I can't believe that this woman really sat down and thought that just pouring out a box of litter onto a carpet and letting her cats pee there was a good idea.
No Pants, Still Service?
Most stores will have rules surrounding customers wearing shoes and shirts, but I thought that pants were kind of a no-brainer for necessary public wear. Apparently, I underestimated the citizens of America.
This Is Straight Out Of A Nightmare
Picture this: you come home after a long day of work, kick off your shoes, and sit down on the couch to unwind only to see this gecko climb out of this toy spider. You don't even own a gecko.

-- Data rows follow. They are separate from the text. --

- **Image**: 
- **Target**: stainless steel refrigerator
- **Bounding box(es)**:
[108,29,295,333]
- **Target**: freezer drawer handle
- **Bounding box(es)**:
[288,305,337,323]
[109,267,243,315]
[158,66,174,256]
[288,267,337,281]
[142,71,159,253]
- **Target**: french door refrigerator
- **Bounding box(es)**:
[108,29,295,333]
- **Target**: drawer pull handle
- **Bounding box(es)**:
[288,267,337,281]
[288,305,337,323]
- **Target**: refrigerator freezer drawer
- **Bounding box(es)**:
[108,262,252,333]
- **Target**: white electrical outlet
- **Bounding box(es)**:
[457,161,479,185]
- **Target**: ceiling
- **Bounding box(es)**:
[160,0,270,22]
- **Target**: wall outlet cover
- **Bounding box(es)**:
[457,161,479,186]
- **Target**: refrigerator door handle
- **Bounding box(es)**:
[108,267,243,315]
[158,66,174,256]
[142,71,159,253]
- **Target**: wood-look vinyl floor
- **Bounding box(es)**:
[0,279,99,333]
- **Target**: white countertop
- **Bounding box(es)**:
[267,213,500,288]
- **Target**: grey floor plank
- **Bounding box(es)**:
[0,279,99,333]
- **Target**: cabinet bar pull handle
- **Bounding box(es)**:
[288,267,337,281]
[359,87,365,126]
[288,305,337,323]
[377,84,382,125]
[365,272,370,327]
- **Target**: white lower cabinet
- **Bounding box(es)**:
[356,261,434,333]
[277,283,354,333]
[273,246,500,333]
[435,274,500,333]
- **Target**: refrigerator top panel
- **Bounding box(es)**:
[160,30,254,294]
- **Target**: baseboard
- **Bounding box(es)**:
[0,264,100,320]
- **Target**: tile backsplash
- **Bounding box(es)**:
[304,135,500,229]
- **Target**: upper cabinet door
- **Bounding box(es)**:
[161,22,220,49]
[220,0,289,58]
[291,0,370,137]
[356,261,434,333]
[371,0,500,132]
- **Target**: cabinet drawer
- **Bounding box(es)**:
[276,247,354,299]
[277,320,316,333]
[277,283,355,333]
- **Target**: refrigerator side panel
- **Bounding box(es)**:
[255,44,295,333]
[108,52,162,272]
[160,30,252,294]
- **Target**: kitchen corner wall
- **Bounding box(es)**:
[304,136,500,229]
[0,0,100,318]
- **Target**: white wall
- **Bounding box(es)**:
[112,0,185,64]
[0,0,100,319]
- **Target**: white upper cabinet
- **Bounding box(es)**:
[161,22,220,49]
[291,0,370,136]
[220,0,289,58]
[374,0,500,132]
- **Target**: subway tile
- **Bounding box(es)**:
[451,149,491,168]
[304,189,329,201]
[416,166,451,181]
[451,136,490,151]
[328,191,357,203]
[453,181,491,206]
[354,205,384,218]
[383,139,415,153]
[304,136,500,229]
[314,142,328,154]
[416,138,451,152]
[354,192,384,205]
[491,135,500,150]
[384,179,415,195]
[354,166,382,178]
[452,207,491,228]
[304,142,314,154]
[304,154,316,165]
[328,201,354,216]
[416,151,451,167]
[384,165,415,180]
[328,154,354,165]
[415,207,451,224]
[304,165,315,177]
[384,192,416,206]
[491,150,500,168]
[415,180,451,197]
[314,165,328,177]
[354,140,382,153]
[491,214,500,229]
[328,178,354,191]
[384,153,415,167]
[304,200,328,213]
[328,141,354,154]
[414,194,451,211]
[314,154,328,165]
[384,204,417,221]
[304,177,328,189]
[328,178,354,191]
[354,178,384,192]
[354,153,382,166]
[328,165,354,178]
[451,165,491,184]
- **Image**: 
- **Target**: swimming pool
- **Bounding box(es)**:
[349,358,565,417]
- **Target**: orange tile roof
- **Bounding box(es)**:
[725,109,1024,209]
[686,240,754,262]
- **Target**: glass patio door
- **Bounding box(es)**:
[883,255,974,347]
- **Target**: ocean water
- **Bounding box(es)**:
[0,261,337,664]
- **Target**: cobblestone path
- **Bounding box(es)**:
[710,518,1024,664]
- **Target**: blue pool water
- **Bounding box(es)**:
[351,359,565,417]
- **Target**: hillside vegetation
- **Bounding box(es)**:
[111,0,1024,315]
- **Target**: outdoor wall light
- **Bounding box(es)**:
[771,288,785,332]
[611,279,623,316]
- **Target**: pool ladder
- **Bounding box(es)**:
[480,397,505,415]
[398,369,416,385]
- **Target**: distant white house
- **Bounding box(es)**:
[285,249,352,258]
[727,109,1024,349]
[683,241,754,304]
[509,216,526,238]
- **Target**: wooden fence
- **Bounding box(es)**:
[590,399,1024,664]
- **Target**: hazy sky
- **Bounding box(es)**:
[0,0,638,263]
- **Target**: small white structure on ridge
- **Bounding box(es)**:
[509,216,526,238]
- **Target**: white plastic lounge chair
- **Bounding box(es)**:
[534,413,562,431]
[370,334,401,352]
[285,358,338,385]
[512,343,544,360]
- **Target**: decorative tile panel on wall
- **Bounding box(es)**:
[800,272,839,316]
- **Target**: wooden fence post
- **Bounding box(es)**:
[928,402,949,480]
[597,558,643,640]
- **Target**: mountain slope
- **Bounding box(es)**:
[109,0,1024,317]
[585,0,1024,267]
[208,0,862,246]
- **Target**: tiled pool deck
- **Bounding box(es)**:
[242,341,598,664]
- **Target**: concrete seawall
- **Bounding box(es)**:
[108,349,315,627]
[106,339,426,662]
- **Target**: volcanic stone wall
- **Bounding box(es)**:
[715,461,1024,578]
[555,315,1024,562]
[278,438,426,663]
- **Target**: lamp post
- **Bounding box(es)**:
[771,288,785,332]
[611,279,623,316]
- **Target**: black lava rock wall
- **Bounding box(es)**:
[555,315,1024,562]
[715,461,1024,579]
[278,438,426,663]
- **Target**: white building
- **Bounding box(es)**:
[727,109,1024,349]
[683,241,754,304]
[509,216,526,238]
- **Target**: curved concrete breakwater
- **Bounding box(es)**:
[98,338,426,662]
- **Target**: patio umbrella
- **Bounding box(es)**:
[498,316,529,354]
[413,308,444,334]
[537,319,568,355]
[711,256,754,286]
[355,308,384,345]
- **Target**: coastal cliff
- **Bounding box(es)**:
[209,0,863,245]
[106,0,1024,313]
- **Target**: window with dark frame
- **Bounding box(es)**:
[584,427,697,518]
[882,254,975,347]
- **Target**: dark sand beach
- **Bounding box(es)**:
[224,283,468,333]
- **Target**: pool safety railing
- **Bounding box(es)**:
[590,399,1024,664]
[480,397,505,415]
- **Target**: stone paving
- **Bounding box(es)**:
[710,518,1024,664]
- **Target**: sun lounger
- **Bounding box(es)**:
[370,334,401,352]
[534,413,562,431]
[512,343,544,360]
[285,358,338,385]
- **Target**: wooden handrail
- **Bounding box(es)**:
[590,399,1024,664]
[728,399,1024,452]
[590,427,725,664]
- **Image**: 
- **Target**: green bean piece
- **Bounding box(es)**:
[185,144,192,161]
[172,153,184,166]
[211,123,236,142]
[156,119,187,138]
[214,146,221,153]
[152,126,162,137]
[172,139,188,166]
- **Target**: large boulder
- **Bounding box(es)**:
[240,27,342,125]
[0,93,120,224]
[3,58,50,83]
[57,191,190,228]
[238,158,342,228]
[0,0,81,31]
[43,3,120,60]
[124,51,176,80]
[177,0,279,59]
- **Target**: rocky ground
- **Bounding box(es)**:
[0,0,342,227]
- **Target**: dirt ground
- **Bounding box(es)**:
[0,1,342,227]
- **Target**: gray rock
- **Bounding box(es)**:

What Should I Do With All The Mice?
McDonald's knew exactly what they were doing when they designed this banner. I have no doubt in my mind that there are cages full of mice in the backroom next to the broken ice cream machine.
HOW?
This is a stack of 27 contact lenses that were removed from a woman's eye by doctors. I don't even know how someone accidentally puts on 27 contacts without remembering to take any off.
Is This Woman Okay?
I've heard my fair share of conspiracy theories over the course of my life—some fairly reasonable and some extremely bizarre—but this has to be the most chaotic one I've seen.
I'm Just Trying To Buy A T-Shirt
I'm not going to lie: I go into Old Navy fully prepared to see some interesting characters, but i would never expect to see a woman changing her baby's diaper on a clothing display.
SRIATS
I'm going to say it: whoever designed this is either an absolute idiot, the worst graphic designer alive, or both. They're lucky that people can read backwards (or at least recognize a staircase).
He Played Himself
As a general rule of thumb, I would recommend not teaching others how to break into houses for ethical reasons. However, I do think there's a poetic justice to this.